I first realized how truly messy our conversations were a few years ago when a Russian-speaking friend paid me a visit at my host family’s.  As she knew no Georgian, I figured that if we stuck to Russian she’d fare alright.  Boy was I wrong!  The problem lay in the fact that my family and I have completely polluted our Russian and Georgian with words from each other.

Besides confusing guests who only speak one or the other, this also presents a grammatical problem that interrupts the flow of conversation.  I find myself assigning Russian genders to Georgian words so I can say things like “Khoroshaia manqana” (Good car) and using Georgian declensions on Russian nouns like “Camoletit” (by plane).

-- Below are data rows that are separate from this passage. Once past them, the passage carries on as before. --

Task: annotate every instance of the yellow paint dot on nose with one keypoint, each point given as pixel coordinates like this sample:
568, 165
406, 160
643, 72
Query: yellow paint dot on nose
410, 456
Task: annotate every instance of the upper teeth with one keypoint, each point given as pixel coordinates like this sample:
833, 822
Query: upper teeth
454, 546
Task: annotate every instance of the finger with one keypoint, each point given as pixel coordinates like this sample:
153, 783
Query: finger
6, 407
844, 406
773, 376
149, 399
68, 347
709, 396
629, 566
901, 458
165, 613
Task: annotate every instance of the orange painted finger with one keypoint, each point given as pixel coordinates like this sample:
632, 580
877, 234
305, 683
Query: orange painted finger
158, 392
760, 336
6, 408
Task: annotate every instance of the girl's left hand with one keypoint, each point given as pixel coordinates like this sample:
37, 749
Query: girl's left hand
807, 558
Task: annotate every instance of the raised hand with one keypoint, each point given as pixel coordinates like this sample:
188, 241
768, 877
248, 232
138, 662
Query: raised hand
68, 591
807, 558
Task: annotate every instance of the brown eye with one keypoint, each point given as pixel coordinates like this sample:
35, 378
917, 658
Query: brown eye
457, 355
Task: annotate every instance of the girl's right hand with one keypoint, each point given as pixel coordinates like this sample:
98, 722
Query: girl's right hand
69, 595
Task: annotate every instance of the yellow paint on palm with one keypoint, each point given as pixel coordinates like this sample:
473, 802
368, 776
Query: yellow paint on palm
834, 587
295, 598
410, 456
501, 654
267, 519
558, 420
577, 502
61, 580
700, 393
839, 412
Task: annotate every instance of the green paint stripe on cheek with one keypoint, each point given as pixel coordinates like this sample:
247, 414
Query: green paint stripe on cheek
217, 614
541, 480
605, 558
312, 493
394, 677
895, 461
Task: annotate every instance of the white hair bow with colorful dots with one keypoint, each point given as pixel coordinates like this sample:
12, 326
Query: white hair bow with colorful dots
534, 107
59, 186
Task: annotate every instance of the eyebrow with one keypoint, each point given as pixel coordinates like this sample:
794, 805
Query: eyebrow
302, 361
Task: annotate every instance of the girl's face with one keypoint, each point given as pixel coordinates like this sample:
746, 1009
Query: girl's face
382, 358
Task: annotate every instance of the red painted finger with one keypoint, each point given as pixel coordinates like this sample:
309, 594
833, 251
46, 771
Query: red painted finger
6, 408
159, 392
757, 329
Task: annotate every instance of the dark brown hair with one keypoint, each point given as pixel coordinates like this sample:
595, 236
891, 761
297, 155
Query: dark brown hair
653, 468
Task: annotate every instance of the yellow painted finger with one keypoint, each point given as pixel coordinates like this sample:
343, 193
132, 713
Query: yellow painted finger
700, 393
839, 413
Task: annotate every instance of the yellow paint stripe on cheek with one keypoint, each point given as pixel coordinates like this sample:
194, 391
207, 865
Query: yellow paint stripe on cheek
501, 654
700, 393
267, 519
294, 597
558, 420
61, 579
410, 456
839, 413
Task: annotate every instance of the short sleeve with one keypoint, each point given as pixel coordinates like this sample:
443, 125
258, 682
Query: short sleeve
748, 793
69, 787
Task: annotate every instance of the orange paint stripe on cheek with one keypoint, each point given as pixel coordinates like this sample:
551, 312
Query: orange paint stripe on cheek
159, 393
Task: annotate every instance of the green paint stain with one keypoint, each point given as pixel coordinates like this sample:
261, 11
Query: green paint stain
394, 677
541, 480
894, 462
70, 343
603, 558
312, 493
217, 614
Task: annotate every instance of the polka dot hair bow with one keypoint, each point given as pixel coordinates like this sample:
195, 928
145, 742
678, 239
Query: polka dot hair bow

My exceedingly random Georgian vocabulary comes in handy, as well.  For example, when trying to relate the story of my mom’s dog Lucy getting skunked in Maine last week, I struggled to explain skunk.  In Georgian [and Russian], I was able to say, “It’s an animal with black and white colors, it lives [in the forest], it has a bad smell.  When it [is afraid] it psssht and then bad smell comes.  Oh!  It’s like a raccoon!”  Yup.  I can’t say “forest” and cannot be relied upon to remember verbs like “to be afraid,” but I can come up with “raccoon” in a pinch.

It’s a mess, but it’s our mess and we like it that way.